Almost everywhere there are essay contests, some of them starting in the first grade. There's also a good possibility that a leading maker of breakfast cereals will have a copy of the Constitution in each box sometime this year. It's kind of a nice idea, but how many kids do you figure will read it? Some may ingest it by mistake though.
Former chief justice Warren Burger heads the official commission on the bicentennial, and he strongly believes that school kids should be the primary target of the work of that commission. He's not going to ignore adults, but Burger realizes that if the Constitution is to remain a living document, it has to come to life in the hearts and minds of young folks. Otherwise, why should they care about it when they grow up?

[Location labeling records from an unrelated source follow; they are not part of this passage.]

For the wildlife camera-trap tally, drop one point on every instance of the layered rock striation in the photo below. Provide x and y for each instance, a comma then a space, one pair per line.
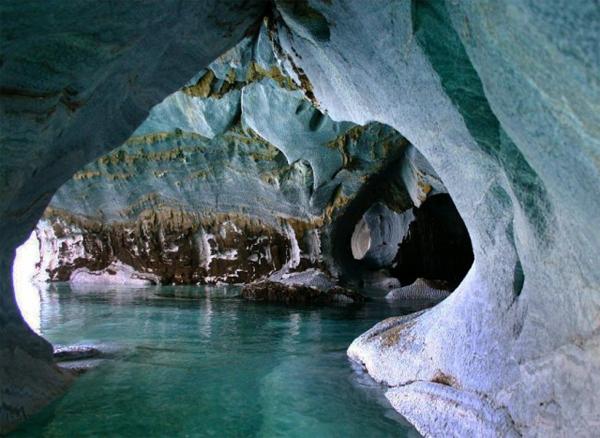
500, 98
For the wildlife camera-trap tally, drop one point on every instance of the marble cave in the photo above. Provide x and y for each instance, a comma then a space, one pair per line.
297, 218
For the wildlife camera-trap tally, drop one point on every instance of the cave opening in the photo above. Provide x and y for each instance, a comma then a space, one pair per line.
237, 194
246, 221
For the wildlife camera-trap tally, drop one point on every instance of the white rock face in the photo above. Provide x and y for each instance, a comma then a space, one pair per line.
502, 98
73, 88
116, 273
499, 97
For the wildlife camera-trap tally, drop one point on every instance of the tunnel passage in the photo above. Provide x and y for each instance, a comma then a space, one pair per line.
402, 231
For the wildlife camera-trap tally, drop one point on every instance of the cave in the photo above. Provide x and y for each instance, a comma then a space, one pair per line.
259, 218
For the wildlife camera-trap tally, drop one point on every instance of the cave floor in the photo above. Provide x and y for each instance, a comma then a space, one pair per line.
194, 361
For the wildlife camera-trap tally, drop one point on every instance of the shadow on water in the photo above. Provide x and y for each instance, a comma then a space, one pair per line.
194, 361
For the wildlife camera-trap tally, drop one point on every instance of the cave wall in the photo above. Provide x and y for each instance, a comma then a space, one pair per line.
239, 144
502, 99
75, 80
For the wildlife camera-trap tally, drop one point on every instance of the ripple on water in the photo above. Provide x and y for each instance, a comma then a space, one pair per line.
192, 361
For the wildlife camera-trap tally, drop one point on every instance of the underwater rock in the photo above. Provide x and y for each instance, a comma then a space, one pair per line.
421, 289
75, 352
296, 294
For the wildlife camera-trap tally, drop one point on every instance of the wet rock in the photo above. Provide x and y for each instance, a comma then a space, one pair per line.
421, 289
378, 234
274, 292
75, 353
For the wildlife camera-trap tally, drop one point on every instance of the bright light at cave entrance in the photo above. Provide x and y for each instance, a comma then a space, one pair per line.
26, 292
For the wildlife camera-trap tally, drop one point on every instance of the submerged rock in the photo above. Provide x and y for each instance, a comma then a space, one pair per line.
421, 289
275, 292
76, 352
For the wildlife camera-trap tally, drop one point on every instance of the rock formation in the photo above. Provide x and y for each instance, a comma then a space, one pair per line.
328, 108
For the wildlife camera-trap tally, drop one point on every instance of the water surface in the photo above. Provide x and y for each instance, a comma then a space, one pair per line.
190, 361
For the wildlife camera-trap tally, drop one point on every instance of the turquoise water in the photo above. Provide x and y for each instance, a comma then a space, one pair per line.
188, 361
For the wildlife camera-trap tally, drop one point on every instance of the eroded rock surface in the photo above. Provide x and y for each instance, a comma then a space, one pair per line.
275, 292
500, 98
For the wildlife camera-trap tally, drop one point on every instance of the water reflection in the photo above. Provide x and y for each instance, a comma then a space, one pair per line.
203, 362
27, 291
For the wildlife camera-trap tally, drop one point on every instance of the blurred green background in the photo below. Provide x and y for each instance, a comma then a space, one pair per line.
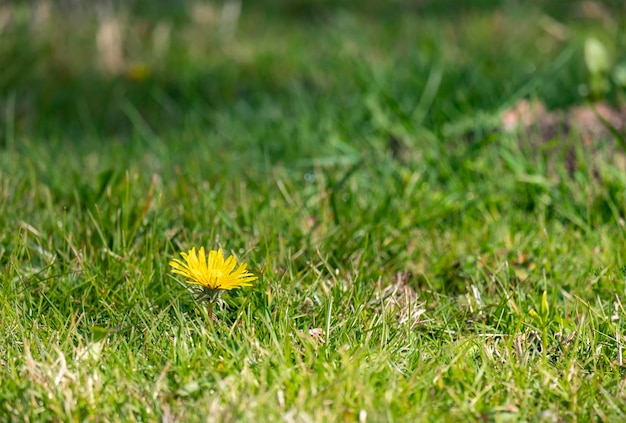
101, 68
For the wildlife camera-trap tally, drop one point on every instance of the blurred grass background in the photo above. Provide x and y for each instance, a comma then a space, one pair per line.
97, 67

That was the real message of the leaden though controversial television series "Amerika" earlier this year. If we ever lose our liberties, it won't be by foreign conquest. We'll have done that to ourselves. Or, as Abraham Lincoln put it, "All the armies of Europe and Asia . . . could not by force take a drink from the Ohio River. . . . As a nation of free men, we will live forever or die by suicide."
Nonetheless, neither Warren Burger nor any of the other well-funded architects of bicentennial learning experiences for the young have come up with much that is likely to make the school kids feel the Constitution belongs to them, is of personal value to them. Essay contests are one-shots, even if you win. Teaching units tend to make the Constitution just another subject to be tested on, like geometry or geography. And how many kids care enough about geometry or geography to get into passionate discussions with their friends about those subjects after school.
But if the Constitution is to stay in kids' minds after the bicentennial, it will have to mean enough to them so that they do get into arguments about it and learn more about it on their own so they can argue some more.
One person who knows how to get school kids deeply, personally involved in these matters is Dorothy Middleton, a librarian at East High School in Cheyenne, Wyo.
Beginning last February, she arranged a series of brown bag luncheon-seminars for students in Cheyenne's high schools. The weekly series was called "What Right Is It of Yours?"
Talking to and with the kids were people whose daily job is to deal with particular elements of the Bill of Rights. A state prosecutor talked about searches, seizures and other mine fields of the Fourth Amendment. The chief justice of the Wyoming Supreme Court gave a view of this and other constitutional controversies from his elevated perspective. At other lunches, proponents and opponents of gun control tried to recruit from the student audience. As those lunches went on, kids kept coming in ever larger numbers.
In between these visits by adults for whom the Bill of Rights is a basic part of their working days, the students would read up on cases; on alternate weeks they met for lunch to talk and argue about what they'd read and, most important, about what they'd heard from the people in the community whose daily job is keeping the Constitution alive. In the sessions where the students discussed what they'd learned, a local lawyer was present to answer their questions.
Having talked about the First Amendment at the initial brown bag lunches at the two high schools in Cheyenne, I can attest that students were anything but passive in their reaction to the court cases I told them about -- attempts at censorship around the country in public school classrooms and libraries. And after we finished the brown-bag lunches, discussions went on in classrooms throughout the day and, I'm told, for a long time after.
It's vital, this year and any year, for students to learn firsthand how the Constitution works, day by day. As Justice William Brennan has said, the way it is now with most youngsters, "the impact of the words of the Bill of Rights very often fails to get off the printed page and into real life."